DFS Furniture plc (LON: DFS) has announced an encouraging start to its financial year 2026, reporting order intake growth for the 19 weeks ended November 9, 2025.
This positive momentum, coupled with effective cost management, has positioned the company for strong year-on-year profit growth in the first half. Markets reacted favorably to the news, with initial gains seen in early trading.
The upholstery retailer reported that its proprietary banking data indicates that both the DFS and Sofology brands have outperformed a subdued market. The company's focus on scale, vertical integration, data utilization, and its unique culture is driving improved financial performance.

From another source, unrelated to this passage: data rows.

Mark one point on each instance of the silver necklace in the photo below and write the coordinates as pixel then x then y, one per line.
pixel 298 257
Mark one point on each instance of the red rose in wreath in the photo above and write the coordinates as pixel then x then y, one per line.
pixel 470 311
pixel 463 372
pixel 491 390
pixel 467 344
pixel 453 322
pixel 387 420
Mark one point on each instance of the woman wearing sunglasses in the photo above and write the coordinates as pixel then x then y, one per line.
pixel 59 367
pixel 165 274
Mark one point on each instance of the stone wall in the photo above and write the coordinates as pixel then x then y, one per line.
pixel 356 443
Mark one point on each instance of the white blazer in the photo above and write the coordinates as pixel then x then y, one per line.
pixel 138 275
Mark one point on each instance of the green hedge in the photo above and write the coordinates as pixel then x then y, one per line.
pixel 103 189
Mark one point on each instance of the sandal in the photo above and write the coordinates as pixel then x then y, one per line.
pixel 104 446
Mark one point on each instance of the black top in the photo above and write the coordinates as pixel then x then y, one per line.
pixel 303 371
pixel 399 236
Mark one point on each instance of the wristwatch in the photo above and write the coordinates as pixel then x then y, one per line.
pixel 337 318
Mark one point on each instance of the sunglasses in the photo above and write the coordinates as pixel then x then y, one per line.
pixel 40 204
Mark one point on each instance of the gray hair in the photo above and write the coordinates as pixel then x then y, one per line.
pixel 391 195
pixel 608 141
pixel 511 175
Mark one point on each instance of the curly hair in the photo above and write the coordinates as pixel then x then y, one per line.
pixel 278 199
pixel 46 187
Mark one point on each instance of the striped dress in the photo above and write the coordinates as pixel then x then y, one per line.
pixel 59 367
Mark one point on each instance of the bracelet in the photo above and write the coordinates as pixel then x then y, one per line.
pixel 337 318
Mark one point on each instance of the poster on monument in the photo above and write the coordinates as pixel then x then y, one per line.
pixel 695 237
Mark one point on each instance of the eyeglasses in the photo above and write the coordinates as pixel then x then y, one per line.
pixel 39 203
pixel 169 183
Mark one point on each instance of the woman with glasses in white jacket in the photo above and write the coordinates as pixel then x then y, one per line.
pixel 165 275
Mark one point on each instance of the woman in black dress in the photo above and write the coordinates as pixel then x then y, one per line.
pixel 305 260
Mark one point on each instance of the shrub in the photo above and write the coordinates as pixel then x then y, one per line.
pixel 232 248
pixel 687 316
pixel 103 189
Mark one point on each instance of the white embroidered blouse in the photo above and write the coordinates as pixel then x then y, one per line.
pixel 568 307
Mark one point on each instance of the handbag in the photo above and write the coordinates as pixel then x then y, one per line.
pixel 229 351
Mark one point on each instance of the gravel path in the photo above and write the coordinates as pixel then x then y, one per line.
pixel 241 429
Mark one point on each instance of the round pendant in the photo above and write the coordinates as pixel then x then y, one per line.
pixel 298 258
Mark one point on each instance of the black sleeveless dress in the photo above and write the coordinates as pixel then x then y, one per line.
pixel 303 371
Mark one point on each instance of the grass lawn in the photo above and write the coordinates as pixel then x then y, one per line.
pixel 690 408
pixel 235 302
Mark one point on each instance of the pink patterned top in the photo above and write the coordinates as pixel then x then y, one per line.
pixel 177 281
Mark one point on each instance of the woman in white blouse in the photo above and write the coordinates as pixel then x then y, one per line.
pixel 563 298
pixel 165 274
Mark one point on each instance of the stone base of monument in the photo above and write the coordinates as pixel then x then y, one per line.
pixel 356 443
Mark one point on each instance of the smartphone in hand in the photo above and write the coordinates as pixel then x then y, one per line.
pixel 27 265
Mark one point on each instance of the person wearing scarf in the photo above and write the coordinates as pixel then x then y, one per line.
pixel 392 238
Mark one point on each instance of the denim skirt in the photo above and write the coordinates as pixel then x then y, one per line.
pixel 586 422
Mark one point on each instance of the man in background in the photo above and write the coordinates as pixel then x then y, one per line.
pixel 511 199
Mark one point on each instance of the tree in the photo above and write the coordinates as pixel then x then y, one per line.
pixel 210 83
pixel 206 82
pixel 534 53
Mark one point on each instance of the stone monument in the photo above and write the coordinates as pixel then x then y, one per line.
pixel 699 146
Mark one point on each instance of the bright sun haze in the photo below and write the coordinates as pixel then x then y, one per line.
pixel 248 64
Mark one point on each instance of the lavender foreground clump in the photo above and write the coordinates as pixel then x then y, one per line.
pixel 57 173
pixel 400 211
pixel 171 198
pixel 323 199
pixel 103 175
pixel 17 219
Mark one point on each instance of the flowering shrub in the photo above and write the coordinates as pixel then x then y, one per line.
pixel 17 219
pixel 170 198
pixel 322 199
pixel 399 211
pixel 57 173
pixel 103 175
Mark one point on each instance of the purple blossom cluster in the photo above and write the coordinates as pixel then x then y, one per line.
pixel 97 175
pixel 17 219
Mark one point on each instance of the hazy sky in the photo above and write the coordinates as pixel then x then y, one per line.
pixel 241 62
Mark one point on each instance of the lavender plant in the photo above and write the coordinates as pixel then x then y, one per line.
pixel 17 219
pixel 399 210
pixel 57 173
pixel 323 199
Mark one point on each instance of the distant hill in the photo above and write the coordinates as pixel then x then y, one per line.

DFS is actively pursuing self-help cost initiatives, which are contributing to gross margin improvements and mitigating the impact of inflation. These measures are proving effective in bolstering profitability amidst a challenging economic environment.
The company expects to deliver robust year-on-year profit growth in the first half of FY26. This outlook is supported by trading momentum, a smoothly running supply chain, improved gross margins, and stringent cost control.
While acknowledging the broader macroeconomic uncertainties and the upcoming Autumn budget, DFS remains confident in achieving the range of consensus profit expectations. Analyst consensus profit before tax and brand amortisation currently sits at £40.6 million, with a range of £37.6 million to £43.0 million.
DFS is committed to executing its stated strategy and delivering value for all stakeholders. A further performance update is scheduled for January 20, 2026.
Tim Stacey, Chief Executive, commented: “By continuing to execute our strategy we have made a strong start to the year. Despite the upholstery market remaining subdued, we have grown order intake across both our retail brands, ahead of the market, and progressed our gross margin and cost base initiatives leaving us in a good position to deliver strong first half year on year profit growth.”